Am Wochenende hat ein Labrador in Ulm sein schlafendes Frauchen ins Gesicht gebissen und schwer verletzt. Warum tut ein vermeintlich lieber Familienhund so etwas? Wir haben den Hundeexperten Peter Löser aus Fronhofen gefragt.
Wenn Hunde in Familien scheinbar aus dem Nichts zubeißen, wie gerade in Ulm geschehen, sind die Verzweiflung und auch die Fragezeichen groß. Die Ursachen können vielfältig sein und ohne die Beteiligten zu kennen, ist es kaum möglich, den Grund in diesem Fall zu finden. Doch gibt es allgemeine Gründe, die wir Therapeuten quasi als Checkliste im Kopf haben, um eine Ursache einzukreisen.

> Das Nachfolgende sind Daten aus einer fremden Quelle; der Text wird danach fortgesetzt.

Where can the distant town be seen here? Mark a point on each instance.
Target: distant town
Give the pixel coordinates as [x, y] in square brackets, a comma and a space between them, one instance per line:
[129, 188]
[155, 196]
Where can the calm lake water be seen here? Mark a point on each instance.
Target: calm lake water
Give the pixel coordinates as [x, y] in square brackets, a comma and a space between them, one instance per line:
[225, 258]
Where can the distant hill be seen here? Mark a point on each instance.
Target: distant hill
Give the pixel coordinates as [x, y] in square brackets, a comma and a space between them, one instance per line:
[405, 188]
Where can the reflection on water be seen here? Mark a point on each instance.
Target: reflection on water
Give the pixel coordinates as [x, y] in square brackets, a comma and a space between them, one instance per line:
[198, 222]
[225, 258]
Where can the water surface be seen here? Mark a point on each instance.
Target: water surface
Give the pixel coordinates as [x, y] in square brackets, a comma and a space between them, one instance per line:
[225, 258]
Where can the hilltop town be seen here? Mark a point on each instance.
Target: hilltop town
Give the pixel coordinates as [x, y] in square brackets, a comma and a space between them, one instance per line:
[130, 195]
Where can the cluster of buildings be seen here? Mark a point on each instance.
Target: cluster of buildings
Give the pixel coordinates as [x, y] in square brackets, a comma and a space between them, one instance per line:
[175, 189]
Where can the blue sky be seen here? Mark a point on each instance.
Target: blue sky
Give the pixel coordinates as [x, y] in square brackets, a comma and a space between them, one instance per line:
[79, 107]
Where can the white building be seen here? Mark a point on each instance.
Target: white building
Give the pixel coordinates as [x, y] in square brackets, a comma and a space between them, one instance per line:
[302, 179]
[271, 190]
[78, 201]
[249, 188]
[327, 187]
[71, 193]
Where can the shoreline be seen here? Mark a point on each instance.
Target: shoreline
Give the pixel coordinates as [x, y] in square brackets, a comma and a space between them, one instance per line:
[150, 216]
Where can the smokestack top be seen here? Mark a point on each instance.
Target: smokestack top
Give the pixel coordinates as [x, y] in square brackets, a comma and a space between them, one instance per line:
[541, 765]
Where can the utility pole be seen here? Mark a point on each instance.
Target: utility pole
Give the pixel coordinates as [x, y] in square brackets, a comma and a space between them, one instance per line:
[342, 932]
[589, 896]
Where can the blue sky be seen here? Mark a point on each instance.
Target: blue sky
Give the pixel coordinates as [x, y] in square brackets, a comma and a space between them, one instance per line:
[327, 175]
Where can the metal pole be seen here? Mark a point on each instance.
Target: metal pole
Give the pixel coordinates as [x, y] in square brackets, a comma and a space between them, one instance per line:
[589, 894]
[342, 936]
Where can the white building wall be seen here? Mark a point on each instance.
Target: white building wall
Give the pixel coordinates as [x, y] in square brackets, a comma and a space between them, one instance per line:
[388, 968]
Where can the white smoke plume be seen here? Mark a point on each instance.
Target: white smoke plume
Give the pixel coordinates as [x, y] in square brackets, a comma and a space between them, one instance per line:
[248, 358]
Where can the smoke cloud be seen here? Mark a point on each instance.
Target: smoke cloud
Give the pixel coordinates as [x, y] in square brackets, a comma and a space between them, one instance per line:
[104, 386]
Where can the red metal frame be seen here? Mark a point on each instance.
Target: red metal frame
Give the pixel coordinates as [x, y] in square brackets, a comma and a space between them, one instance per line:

Als erstes schaue ich natürlich ob der Hund gesund ist: Die Palette der möglichen Ursachen für ein solches Verhalten reicht von Tumorerkrankungen, über nicht erkannte starke Schmerzzustände, hormonelle Erkrankungen u.v.m. Ohne gründlichen Gesundheits-Check würde ich als Hundepsychologe die Arbeit, auch in diesem Fall, gar nicht erst aufnehmen.
Als zweites nehme ich die Lebensumstände unter die Lupe: Zuwenig körperliche und geistige Auslastung, Misshandlungen, Rangfolge, zu viel Stress, die Liste die dazu führen können, einen schwierigen Hund zu haben ist lang.
Ein denkbares Szenario könnte sein, dass ein Hund, der sowieso schon Probleme macht und im oder am Bett mit dem Halter schläft, durch Träumen oder unabsichtliches Berühren einen Angriff oder Zurechtweisung auslöst.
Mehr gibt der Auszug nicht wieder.